New law says NYPD officers must ID themselves, get written consent for searches

NEW YORK (WABC) -- The New York City Council approved the so-called 'The Right to Know Act ' -- which requires NYPD officers to identify themselves during non-emergency encounters.

The act, made up of two police reform bills, mandates that an officer must provide his or her name, rank and command. The officer also must hand out business cards when there is no arrest or summons.

Officers will also be required to get recorded audio or written consent -- before they search a person they stop without a legal basis.

The council voted 37-13 in favor of the bill during Tuesday's meeting.

The ACLU called the vote "common-sense reform" for the search/consent portion of the bill, but said the business card provision of the combined bill: "removed the majority of protections and added loopholes that fail to protect New Yorkers from police abuses in the most common forms of daily encounters."

The Police Benevolent Association called the legislation "harmful," adding that bills like this "discourage police officers from proactively addressing the threat of crime and terrorism."

Here is the full text of the two bills:

182-D, sponsored by Council Member Ritchie Torres, would require that all sworn police officers employed by the NYPD offer a business card to an individual and give reason for law enforcement activity (unless providing such information would impair a criminal investigation) in the following situations: 1. Non-custodial questioning of an individual suspected of criminal activity; 2. A pedestrian stop where an officer has reasonable suspicion that the person has committed, is committing, or is about to commit a crime and where such person does not feel free to leave; 3. A frisk; 4. Searches of persons, or property, including vehicles; 5. A roadblock or checkpoint stop, including DWI checkpoints, but excluding planned vehicle security checks at sensitive locations, street closures due to public events or emergencies; 6. Home searches; and 7. Investigatory questioning of victims or witnesses to a crime. If the individual is a minor the officer may offer the card to a responsible adult if present at the scene, and when questioning victims/witnesses to a crime, the assigned detective is required to offer a card. In addition, an officer shall offer a business card to any person requesting identifying information.

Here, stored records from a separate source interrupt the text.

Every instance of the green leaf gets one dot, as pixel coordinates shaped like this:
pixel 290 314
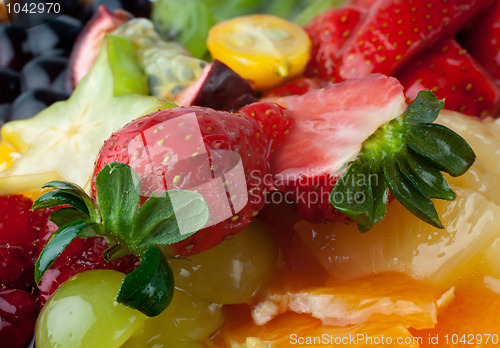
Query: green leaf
pixel 425 108
pixel 187 24
pixel 353 196
pixel 118 193
pixel 60 197
pixel 314 8
pixel 56 245
pixel 441 147
pixel 168 219
pixel 150 287
pixel 409 195
pixel 429 180
pixel 380 192
pixel 127 75
pixel 64 186
pixel 63 216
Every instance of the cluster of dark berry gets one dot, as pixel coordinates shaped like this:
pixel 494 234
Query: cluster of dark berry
pixel 34 60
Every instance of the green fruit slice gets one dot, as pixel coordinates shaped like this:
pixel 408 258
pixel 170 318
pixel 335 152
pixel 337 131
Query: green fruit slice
pixel 62 141
pixel 169 67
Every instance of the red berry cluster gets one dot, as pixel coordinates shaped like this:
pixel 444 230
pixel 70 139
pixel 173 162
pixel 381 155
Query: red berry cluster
pixel 23 233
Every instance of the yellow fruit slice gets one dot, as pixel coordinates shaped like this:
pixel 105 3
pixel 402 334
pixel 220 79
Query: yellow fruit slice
pixel 264 49
pixel 386 298
pixel 7 155
pixel 63 140
pixel 403 243
pixel 372 312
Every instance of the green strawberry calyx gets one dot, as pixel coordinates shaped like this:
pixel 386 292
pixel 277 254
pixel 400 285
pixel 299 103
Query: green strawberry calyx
pixel 128 226
pixel 406 157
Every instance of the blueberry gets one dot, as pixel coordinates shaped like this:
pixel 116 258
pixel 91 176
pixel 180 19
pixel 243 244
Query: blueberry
pixel 139 8
pixel 45 72
pixel 32 102
pixel 55 37
pixel 10 85
pixel 14 51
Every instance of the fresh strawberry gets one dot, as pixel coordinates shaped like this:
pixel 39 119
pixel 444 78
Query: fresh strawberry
pixel 18 313
pixel 16 268
pixel 451 73
pixel 19 226
pixel 365 4
pixel 272 119
pixel 206 145
pixel 395 30
pixel 482 40
pixel 360 139
pixel 89 41
pixel 79 256
pixel 328 33
pixel 299 86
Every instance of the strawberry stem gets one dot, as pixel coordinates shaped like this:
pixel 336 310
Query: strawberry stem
pixel 405 156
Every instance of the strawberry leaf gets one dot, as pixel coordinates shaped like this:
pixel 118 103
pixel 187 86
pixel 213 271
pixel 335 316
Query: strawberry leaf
pixel 353 196
pixel 127 75
pixel 425 108
pixel 429 180
pixel 150 287
pixel 56 245
pixel 409 194
pixel 406 156
pixel 63 216
pixel 169 218
pixel 93 211
pixel 60 197
pixel 441 147
pixel 118 196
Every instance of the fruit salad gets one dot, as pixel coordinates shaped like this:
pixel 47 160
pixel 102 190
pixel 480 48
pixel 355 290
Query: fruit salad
pixel 250 174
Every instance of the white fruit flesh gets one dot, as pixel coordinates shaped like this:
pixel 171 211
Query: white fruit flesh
pixel 62 141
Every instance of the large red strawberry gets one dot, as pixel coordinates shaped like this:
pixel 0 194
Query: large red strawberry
pixel 298 86
pixel 482 40
pixel 194 148
pixel 328 33
pixel 395 30
pixel 451 73
pixel 354 141
pixel 19 232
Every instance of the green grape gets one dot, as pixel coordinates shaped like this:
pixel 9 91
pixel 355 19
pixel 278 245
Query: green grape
pixel 233 271
pixel 83 313
pixel 185 321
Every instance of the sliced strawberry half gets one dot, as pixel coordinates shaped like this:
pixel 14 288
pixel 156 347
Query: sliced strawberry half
pixel 299 86
pixel 451 73
pixel 395 30
pixel 328 33
pixel 354 141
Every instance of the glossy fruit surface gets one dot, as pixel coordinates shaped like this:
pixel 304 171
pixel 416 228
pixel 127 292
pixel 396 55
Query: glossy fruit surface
pixel 81 255
pixel 232 272
pixel 18 313
pixel 185 321
pixel 181 161
pixel 84 313
pixel 263 49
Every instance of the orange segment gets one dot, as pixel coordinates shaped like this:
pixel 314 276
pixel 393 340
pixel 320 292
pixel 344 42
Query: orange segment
pixel 386 298
pixel 384 305
pixel 470 320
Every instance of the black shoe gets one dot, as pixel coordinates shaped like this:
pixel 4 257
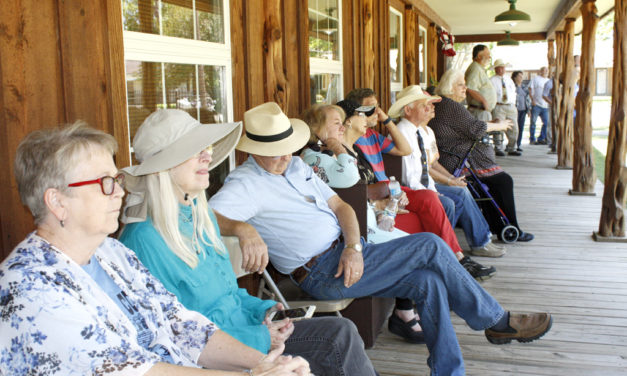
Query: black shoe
pixel 476 270
pixel 525 237
pixel 404 329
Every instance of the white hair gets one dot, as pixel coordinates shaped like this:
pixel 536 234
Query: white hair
pixel 163 208
pixel 445 87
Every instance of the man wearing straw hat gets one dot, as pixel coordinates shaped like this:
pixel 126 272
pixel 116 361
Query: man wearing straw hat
pixel 505 105
pixel 313 236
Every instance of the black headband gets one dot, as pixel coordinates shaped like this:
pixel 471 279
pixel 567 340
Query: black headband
pixel 271 138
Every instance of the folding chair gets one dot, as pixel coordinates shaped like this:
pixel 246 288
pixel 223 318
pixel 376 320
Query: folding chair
pixel 297 297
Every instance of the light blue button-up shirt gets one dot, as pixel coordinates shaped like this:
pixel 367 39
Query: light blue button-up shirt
pixel 289 211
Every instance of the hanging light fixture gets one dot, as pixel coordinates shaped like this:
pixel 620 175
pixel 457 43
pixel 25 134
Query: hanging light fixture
pixel 512 16
pixel 508 41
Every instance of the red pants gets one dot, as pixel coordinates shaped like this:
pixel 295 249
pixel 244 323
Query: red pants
pixel 426 214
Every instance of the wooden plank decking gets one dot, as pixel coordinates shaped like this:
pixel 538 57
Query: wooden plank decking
pixel 581 282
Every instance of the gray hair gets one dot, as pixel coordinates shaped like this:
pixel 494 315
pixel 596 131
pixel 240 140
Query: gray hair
pixel 447 81
pixel 45 157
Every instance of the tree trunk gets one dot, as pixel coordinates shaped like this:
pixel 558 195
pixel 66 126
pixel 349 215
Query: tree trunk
pixel 584 176
pixel 612 223
pixel 565 122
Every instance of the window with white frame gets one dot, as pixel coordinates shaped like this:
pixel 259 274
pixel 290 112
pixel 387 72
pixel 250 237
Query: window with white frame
pixel 396 52
pixel 422 56
pixel 177 55
pixel 325 51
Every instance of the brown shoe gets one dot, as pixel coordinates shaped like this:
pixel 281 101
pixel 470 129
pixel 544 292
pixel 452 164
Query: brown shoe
pixel 524 327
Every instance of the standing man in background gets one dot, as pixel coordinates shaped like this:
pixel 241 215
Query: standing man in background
pixel 506 105
pixel 539 106
pixel 480 93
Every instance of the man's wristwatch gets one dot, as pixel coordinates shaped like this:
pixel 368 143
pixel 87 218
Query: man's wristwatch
pixel 356 246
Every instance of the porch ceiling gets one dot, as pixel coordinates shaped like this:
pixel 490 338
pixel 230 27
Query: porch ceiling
pixel 473 17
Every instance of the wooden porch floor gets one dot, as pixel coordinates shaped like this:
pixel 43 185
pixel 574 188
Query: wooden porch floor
pixel 581 282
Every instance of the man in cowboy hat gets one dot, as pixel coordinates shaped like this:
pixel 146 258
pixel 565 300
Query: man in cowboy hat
pixel 313 236
pixel 505 106
pixel 421 169
pixel 480 93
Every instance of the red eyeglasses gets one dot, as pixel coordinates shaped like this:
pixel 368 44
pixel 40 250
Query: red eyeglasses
pixel 107 183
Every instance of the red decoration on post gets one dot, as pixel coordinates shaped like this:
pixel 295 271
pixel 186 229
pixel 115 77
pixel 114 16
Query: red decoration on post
pixel 447 42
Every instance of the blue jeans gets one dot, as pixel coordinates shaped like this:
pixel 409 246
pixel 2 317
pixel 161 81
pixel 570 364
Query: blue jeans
pixel 332 346
pixel 468 215
pixel 521 126
pixel 544 115
pixel 423 268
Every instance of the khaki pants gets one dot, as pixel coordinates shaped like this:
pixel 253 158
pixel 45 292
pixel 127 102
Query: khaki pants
pixel 507 111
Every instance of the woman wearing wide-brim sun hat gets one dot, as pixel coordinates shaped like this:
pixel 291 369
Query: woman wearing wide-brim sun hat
pixel 179 240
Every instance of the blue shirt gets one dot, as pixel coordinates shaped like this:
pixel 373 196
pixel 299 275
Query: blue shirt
pixel 210 288
pixel 289 211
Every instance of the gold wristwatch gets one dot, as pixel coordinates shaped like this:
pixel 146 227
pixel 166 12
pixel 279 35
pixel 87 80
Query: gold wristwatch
pixel 356 246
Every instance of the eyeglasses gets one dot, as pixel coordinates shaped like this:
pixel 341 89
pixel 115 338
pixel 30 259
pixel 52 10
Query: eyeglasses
pixel 208 150
pixel 107 183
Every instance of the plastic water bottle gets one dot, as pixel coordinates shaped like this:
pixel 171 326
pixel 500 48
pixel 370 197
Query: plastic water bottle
pixel 395 189
pixel 385 218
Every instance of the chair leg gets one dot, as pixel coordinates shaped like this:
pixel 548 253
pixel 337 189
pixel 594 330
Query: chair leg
pixel 274 289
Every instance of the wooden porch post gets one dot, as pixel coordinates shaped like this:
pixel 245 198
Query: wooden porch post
pixel 565 122
pixel 410 46
pixel 612 223
pixel 584 176
pixel 556 93
pixel 432 54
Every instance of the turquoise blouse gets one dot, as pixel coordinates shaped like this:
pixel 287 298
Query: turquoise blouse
pixel 210 288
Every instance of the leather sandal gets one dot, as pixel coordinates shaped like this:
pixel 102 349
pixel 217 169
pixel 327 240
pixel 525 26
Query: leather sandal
pixel 404 329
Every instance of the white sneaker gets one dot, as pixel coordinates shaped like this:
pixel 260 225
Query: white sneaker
pixel 489 250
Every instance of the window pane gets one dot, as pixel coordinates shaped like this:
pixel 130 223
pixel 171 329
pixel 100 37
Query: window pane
pixel 144 92
pixel 324 29
pixel 422 56
pixel 210 20
pixel 395 48
pixel 141 16
pixel 213 101
pixel 175 18
pixel 325 88
pixel 144 82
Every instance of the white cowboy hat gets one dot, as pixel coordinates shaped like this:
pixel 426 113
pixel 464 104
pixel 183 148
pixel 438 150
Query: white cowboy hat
pixel 500 63
pixel 270 133
pixel 408 95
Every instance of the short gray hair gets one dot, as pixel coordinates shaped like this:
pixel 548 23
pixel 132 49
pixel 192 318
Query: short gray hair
pixel 447 81
pixel 44 158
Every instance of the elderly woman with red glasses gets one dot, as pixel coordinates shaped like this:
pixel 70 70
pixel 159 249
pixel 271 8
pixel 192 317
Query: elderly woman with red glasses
pixel 74 301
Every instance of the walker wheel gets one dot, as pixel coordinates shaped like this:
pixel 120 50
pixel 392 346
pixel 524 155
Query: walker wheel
pixel 509 234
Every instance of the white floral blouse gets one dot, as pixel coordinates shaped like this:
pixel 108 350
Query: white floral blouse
pixel 55 319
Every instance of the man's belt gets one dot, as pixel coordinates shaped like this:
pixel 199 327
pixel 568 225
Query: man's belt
pixel 299 274
pixel 475 106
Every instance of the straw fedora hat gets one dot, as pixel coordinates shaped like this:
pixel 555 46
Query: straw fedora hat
pixel 408 95
pixel 168 138
pixel 500 63
pixel 270 133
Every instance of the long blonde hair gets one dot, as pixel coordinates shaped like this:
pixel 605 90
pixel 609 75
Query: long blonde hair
pixel 163 208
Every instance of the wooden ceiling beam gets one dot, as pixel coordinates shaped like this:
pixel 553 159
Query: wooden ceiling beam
pixel 429 13
pixel 475 38
pixel 569 9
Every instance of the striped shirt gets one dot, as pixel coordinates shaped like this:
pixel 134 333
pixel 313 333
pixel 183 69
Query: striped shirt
pixel 372 144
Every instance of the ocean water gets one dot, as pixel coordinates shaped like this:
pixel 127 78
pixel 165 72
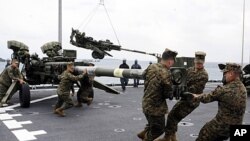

541-C, sponsored by Council Member Antonio Reynoso, would require the NYPD to develop and provide guidance to its officers with respect to obtaining voluntary, knowing, and intelligent consent prior to conducting a search that is based solely on an individual's consent. The guidance would specify conduct for: 1. Articulating, using plain and simple language, that the person is being asked to voluntarily, knowingly and intelligently consent to a search and explaining that such search will not be conducted if such person refuses to provide consent; 2. Secure the consent without threats or promises; 3. Affirm that the person understood what was being communicated; 4. Refrain from conducting the search if the person does not consent; and 5. Utilize interpretation services when communicating with a person with limited English proficiency.